How Technology Can Be Used to Lessen the Damage from Natural Disasters

By Greg Koller | June 29, 2021

In 2020 alone, more than 10.3 million acres were burned by wildfires across the United States, a level three times higher than the 10-year average from 1990 to 2000 10. Between fire suppression costs, direct and indirect costs, wildfires in 2020 cost the United States upwards of $170 billion.

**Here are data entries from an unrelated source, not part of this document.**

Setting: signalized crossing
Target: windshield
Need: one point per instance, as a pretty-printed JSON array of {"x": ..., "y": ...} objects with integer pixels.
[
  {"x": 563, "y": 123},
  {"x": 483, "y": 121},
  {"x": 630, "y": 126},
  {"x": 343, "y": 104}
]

Add in floods, hurricanes, and other natural disasters, and the toll of disasters on Americans is astronomical.

Andre Coleman and a team of researchers at Pacific Northwest National Laboratory (PNNL) are part of the First Five Consortium, a group of government, industry, and academia experts committed to using technology to lessen the impact of wildfires and other natural disasters.

The researchers are expanding PNNL’s operational Rapid Analytics for Disaster Response (RADR) image analytics and modeling suite to mitigate damage to key energy infrastructure. Using a combination of image capturing technology (satellite, airborne, and drone images), artificial intelligence (AI), and cloud computing, Coleman and the team are working to not only assess damage but also predict it.

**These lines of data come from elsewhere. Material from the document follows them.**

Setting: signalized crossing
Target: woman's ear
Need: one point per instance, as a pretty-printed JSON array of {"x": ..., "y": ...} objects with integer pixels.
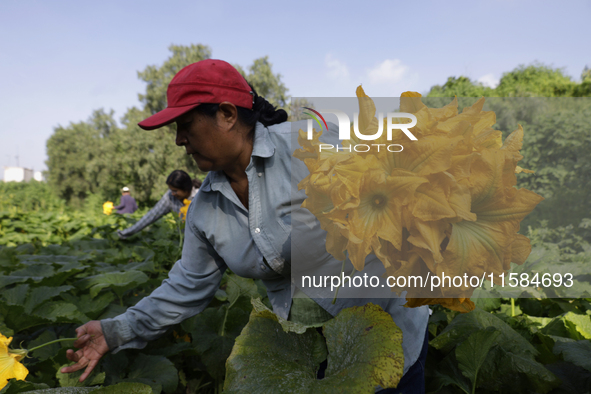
[{"x": 227, "y": 114}]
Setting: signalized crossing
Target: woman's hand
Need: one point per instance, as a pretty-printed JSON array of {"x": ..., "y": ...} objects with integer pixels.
[{"x": 92, "y": 345}]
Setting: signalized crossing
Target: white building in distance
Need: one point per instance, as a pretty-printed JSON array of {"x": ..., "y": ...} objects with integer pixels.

Accurately forecasting the movement of natural disasters—wildfires, floods, hurricanes, windstorms, tornados, and earthquakes—gives first responders a jump, allowing them to take measures to reduce damage, conduct advanced resource planning, and increase infrastructure restoration time. For example, should a fire reach an electrical substation or other grid infrastructure, an entire community—homes, businesses, and schools—would experience a power outage that could take days to restore.

“This is an exciting and timely effort to apply artificial intelligence to reduce the impact of wildfires, protect energy infrastructure, and ultimately save lives,” said Pamela Isom, acting director of the U.S. Department of Energy (DOE) Artificial Intelligence and Technology Office. “The work has the potential to make a difference in what we expect will be a very challenging wildfire season.”

The PNNL team has been working with these technologies since 2014. The project originally started with the creation of a change-detection algorithm, which analyzes different types of satellite imagery and determines what changed in the landscape after a storm. Authorities use the tool to rapidly assess the physical damage impact of natural disasters, often before ground teams can get in. The first iteration of the tool was used during the 2016 hurricane season to evaluate hurricane damage and determine if energy infrastructure—electric grid, petroleum, and gas facilities—was damaged or at risk.

Coleman and the team now see opportunities to improve RADR response time, damage assessment, visibility, prediction capability, and data accessibility.

To improve timeliness and ground-level assessments, they incorporated new and different image sources. RADR can pull in images from a variety of satellites with different sensing capabilities, including domestic and international government satellites that are offered as open data as well as commercial satellites that are available through the International Disasters Charter.

Having multiple sources of overhead imagery improves response time to just a few hours with the key limitation being the latency of overhead imagery, or the time between images being collected and being available for analysis. Once imagery is received, the RADR software can generate an analysis in about 10 minutes.

To peer through wildfire smoke and cloud cover, the team added infrared imagery to RADR. The new capability provides a clearer view of the landscape that was previously unavailable, giving responders information such as damage to key infrastructure or a safe location for responders to set up relief efforts.

The team is also integrating publicly available and crowdsourced images from social media. Often in a disaster, social media networks like Twitter, Flickr, and Instagram offer real-time data as users post pictures of what is going on around them. By pairing overhead imagery with on-the-ground images, the team can provide a more complete assessment. Satellite images, for example, may show damage to a generation resource, power lines, or the electric grid; however, ground images may indicate otherwise. The tool takes all these images, removes the redundant ones, and sews the images together to provide a more accurate view of changing conditions.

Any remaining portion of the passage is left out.